The difficulties in comparing the care programs in this review highlight the tensions often seen in health services research between good research practice that is grounded in consistency and comparability of findings versus adequate and appropriate provision of care that responds to local needs and situations. Indeed, rigorous care evaluations often require significant time, expertise and financial investment which simply may not be feasible within already under-resourced health services. It is therefore not surprising that many of the evaluations in this review were limited by the quality and availability of data. For some comparisons there was incomplete capture of data, and in some instances conclusions were drawn about programs that were not explicitly supported by the evidence reported in the publications. These findings highlight the need for provision of adequate resources to ensure that health care evaluations are undertaken with appropriate rigour and reproducibility, and have the ability to produce meaningful findings that could be generalized to other populations. In the meantime, however, the limited high quality data demonstrated in this review should not impede the implementation and support of antenatal care programs for Australian Indigenous women, when there are clear inequalities in women’s access to appropriate care.

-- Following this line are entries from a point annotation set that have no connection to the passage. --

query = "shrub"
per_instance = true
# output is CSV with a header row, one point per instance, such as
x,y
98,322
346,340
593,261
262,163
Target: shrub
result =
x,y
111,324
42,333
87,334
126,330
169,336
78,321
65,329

Women’s views about care form an important part of assessments of health care interventions. In this review, only four care programs formally reported on women’s experiences or views of care, and not surprisingly, most of the discussions about the care programs were positive. The use of female staff, supportive staff attitudes and the continuity of care approach used in the services were commonly “liked” aspects of care. The importance of women’s satisfaction with care must not be underestimated, and it may be that changes in women’s views about services (in contrast to quantifiable health outcomes) are the primary short term outcomes. This may be particularly true for organizations that see only small numbers of women per year. There may also be other outcomes that cannot be easily quantified, for example women “re-claiming cultural pride” or the “empowerment of women”. Statements such as these were often expressed in the publications about care programs, although not substantiated quantitatively. Women’s satisfaction with care may be an important part of an assessment of the opportunity-costs of a care program, and this highlights the need for the collection and reporting of qualitative aspects of care in addition to quantitative measures of health outcomes.

Conclusion

Indigenous people in Australia, the United States, Canada and New Zealand share a common history of dispossession of land and culture, and common experiences of disadvantage, marginalization and disproportionately high rates of adverse health outcomes compared with non-Indigenous people. There are however, no greater disparities in health outcomes than those seen for Australian Indigenous men, women and children relative to other Australians [41, 42]. In this review, the importance of providing care that addresses the needs of Australian Indigenous women is not disputed. However, assessing the impact of the antenatal care programs that have been developed and evaluated to date was problematic, particularly due to the short term focus of many of the evaluations. While some benefits were seen in relation to increased utilization of care in early pregnancy, improved birth outcomes and women’s views about care, it was difficult to compare the individual care programs in a meaningful way. Any comparisons made were hampered by the uneven quality and availability of the data reported from the care programs.

While the antenatal care programs reported in this review may be culture specific, the mechanisms of service delivery may be transferable to other Indigenous populations, but only if the evaluations are well conducted and widely disseminated. This review has highlighted the need to implement systems that will enable long term high quality data collection about the health services, and the health of women and infants utilizing the services.